Alors que les États-Unis et les pays européens ont envisagé ou mis en œuvre des interdictions sur les exportations de vaccins, la Russie a mérité des applaudissements en partageant son vaccin avec des pays du monde entier dans un acte apparent d’intérêt personnel éclairé.

À ce jour, plus de 50 pays d’Amérique latine et d’Asie ont commandé 1,2 milliard de doses de vaccin russe, ce qui améliore l’image de la science russe et augmente l’influence de Moscou dans le monde.

Pourtant, en Russie, les choses ne sont pas toujours ce qu’elles semblent être, et ce triomphe apparent de la diplomatie du soft power n’est peut-être pas tout ce que le Kremlin voudrait que le monde pense.
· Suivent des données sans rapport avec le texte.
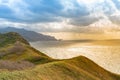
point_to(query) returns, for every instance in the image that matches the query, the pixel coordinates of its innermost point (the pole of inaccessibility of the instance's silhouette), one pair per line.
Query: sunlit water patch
(106, 56)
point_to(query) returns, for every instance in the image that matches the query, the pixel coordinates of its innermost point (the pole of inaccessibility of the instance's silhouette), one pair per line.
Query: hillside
(19, 61)
(15, 48)
(28, 35)
(79, 68)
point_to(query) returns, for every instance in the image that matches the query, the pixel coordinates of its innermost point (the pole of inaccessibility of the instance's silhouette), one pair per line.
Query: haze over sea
(104, 53)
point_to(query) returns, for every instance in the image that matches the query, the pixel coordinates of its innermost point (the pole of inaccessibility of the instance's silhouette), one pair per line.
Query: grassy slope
(14, 47)
(79, 68)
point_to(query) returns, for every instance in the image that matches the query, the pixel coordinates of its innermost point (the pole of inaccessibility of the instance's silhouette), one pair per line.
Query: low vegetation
(19, 61)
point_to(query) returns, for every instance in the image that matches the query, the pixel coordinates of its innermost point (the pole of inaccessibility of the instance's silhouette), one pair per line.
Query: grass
(79, 68)
(46, 68)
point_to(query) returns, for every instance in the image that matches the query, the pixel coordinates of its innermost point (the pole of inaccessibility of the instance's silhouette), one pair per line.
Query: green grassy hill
(79, 68)
(16, 51)
(14, 47)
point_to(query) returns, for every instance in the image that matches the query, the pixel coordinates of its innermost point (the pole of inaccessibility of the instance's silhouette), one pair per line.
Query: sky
(64, 19)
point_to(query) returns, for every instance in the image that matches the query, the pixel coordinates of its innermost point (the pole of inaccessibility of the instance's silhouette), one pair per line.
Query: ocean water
(107, 56)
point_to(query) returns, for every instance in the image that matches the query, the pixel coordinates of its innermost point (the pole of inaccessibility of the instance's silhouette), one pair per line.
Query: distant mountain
(29, 35)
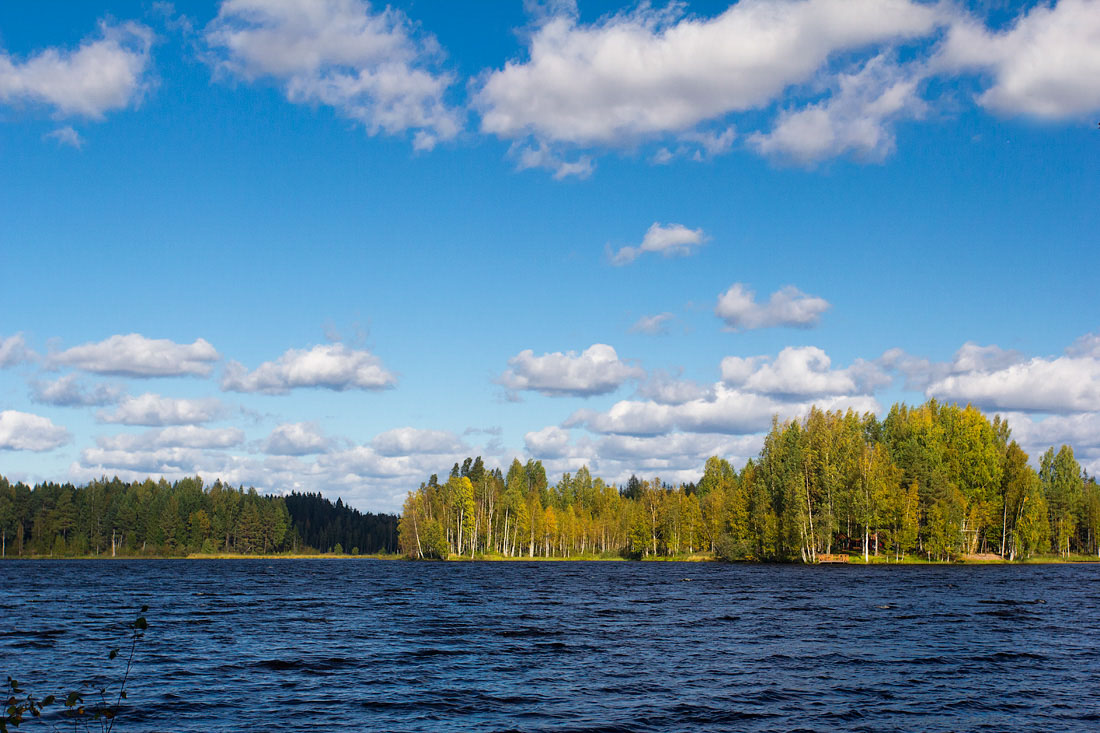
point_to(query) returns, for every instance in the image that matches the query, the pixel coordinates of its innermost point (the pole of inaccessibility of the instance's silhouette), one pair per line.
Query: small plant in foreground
(21, 706)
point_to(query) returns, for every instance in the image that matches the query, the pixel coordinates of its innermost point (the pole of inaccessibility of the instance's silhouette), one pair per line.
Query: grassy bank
(697, 557)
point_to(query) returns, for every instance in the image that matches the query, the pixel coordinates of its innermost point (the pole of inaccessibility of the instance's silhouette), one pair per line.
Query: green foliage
(114, 518)
(934, 481)
(433, 542)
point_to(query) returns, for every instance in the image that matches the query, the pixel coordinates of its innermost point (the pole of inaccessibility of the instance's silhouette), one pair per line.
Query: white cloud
(175, 462)
(999, 379)
(25, 431)
(1086, 346)
(184, 436)
(1045, 65)
(1065, 384)
(155, 411)
(103, 74)
(655, 72)
(542, 156)
(669, 240)
(296, 439)
(729, 412)
(788, 306)
(1035, 435)
(801, 372)
(66, 135)
(857, 118)
(13, 351)
(69, 392)
(329, 365)
(373, 67)
(652, 325)
(597, 370)
(1081, 431)
(551, 441)
(668, 390)
(135, 356)
(414, 441)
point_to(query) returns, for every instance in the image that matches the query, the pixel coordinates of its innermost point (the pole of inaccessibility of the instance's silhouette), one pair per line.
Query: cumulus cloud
(1045, 65)
(329, 365)
(25, 431)
(788, 306)
(1005, 380)
(655, 72)
(69, 392)
(66, 135)
(668, 390)
(135, 356)
(1065, 384)
(156, 411)
(184, 436)
(729, 411)
(597, 370)
(652, 325)
(669, 240)
(374, 67)
(414, 441)
(13, 351)
(296, 439)
(551, 441)
(105, 73)
(801, 372)
(857, 118)
(543, 156)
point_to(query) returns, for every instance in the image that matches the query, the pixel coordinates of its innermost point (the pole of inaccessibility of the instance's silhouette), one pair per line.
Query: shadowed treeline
(156, 517)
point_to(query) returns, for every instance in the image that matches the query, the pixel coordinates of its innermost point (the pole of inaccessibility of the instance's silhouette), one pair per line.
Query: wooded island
(934, 482)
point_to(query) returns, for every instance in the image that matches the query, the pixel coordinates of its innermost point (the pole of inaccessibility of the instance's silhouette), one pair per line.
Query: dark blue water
(565, 646)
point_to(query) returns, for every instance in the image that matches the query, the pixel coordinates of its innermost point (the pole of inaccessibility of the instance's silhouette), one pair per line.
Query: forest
(113, 518)
(932, 482)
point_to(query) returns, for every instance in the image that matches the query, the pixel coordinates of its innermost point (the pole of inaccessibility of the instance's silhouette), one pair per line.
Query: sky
(336, 245)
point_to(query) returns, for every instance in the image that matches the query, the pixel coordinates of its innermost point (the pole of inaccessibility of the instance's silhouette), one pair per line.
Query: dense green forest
(934, 482)
(155, 517)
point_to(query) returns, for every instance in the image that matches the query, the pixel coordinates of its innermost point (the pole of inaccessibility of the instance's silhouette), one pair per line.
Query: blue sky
(337, 245)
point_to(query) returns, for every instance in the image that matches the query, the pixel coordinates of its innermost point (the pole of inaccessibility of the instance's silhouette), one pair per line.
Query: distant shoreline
(853, 559)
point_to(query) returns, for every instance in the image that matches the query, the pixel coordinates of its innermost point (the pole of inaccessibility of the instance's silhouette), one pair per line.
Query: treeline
(339, 527)
(113, 517)
(934, 481)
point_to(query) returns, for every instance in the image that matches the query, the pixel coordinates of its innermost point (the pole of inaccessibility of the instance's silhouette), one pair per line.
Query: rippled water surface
(567, 646)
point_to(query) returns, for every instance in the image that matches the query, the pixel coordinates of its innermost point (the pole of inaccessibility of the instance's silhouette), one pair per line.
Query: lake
(256, 645)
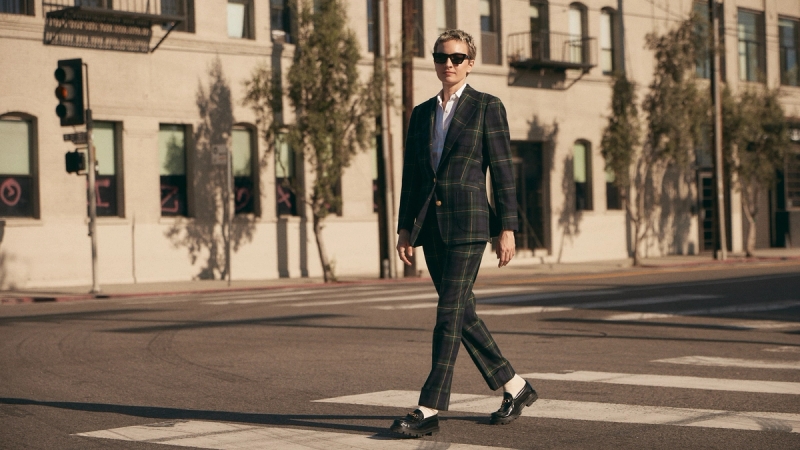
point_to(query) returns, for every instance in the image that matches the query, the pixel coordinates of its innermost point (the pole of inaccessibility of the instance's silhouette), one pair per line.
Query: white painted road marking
(402, 296)
(714, 384)
(596, 412)
(230, 436)
(732, 362)
(730, 309)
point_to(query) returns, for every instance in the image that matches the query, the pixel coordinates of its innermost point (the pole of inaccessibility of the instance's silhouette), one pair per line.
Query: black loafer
(511, 407)
(414, 424)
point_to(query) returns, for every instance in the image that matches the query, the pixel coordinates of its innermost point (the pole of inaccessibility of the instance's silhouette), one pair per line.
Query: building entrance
(529, 179)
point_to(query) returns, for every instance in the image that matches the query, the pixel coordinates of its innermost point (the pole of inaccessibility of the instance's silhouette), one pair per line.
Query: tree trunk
(327, 271)
(749, 199)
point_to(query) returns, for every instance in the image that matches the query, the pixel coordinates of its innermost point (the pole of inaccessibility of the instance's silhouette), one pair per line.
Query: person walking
(452, 139)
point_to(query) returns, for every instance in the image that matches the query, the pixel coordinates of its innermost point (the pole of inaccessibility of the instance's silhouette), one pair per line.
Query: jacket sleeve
(497, 148)
(408, 190)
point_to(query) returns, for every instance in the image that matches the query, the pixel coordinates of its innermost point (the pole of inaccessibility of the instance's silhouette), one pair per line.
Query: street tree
(621, 145)
(676, 116)
(755, 142)
(334, 109)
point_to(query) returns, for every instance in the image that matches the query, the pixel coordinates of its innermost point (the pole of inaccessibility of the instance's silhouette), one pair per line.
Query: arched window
(540, 30)
(490, 31)
(18, 186)
(608, 41)
(245, 169)
(578, 34)
(582, 174)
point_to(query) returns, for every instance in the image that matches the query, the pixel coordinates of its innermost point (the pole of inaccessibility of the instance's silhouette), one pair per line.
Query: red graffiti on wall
(10, 192)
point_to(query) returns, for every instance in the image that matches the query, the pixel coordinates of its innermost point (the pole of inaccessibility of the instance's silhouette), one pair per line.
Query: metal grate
(120, 25)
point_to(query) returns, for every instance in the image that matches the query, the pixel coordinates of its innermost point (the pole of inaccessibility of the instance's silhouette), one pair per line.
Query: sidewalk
(523, 266)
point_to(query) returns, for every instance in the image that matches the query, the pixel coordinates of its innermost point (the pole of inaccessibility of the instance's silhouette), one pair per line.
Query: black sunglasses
(456, 58)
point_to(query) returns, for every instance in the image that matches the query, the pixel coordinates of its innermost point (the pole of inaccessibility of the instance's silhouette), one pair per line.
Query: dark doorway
(705, 181)
(528, 176)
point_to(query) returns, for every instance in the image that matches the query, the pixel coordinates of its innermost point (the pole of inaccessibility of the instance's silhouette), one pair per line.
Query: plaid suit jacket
(477, 140)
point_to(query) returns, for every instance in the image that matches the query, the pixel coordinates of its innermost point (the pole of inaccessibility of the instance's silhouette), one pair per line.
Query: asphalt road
(693, 357)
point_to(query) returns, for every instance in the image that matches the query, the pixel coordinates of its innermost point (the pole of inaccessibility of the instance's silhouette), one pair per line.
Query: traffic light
(76, 161)
(70, 92)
Bien que Spoutnik V soit incontestablement efficace, la production est à la traîne, ce qui soulève la question de savoir si Moscou promet beaucoup plus d’exportations de vaccins qu’elle ne peut en fournir, et ce aux dépens de ses propres citoyens.

Le nombre réel de doses distribuées en Russie est un secret d’État, a déclaré Dmitri Kulish, professeur à l’Institut Skolkovo des sciences et de la technologie à Moscou. Néanmoins, les responsables russes se vantent d’exporter massivement des vaccins et se prélassent dans l’éclat chaleureux de la diplomatie vaccinale qui en a résulté.

«Le soft power est le trou béant et béant du statut mondial de la Russie», a déclaré Cliff Kupchan, président du cabinet de conseil en risques Eurasia Group et ancien diplomate américain, lors d’un entretien téléphonique. «S’ils jouent leurs cartes ici même, les vaccins pourraient être très importants.»

Les responsables européens ont commencé à repousser le marketing agressif de Spoutnik par la Russie.

« Nous nous demandons toujours pourquoi la Russie offre, en théorie, des millions et des millions de doses sans progresser suffisamment dans la vaccination de sa propre population », a déclaré mercredi la présidente de la Commission européenne, Ursula von der Leyen, lors d’une conférence de presse. «Il faut répondre à cette question.»

Seuls 2,2 millions de Russes (moins de 2%) ont reçu une première dose du vaccin à deux doses. Aux États-Unis, en revanche, 40,3 millions de personnes (environ 12%) ont reçu des premières injections, malgré un déploiement difficile.

Selon les analystes, la raison de ce manque d’acceptation par le public est que de nombreux Russes sont si méfiants à l’égard de leur propre gouvernement qu’ils rejettent les essais cliniques qui ont montré que Spoutnik V était sûr et très efficace. Dans un sondage réalisé l’automne dernier, 59% des Russes ont déclaré qu’ils n’avaient pas l’intention de se faire vacciner.

La méfiance est si profonde que les sites de vaccination entièrement approvisionnés à Moscou sont souvent vides. Les craintes n’ont pas été atténuées par l’exemple du président Vladimir V. Poutine, qui n’a pas encore pris le vaccin lui-même.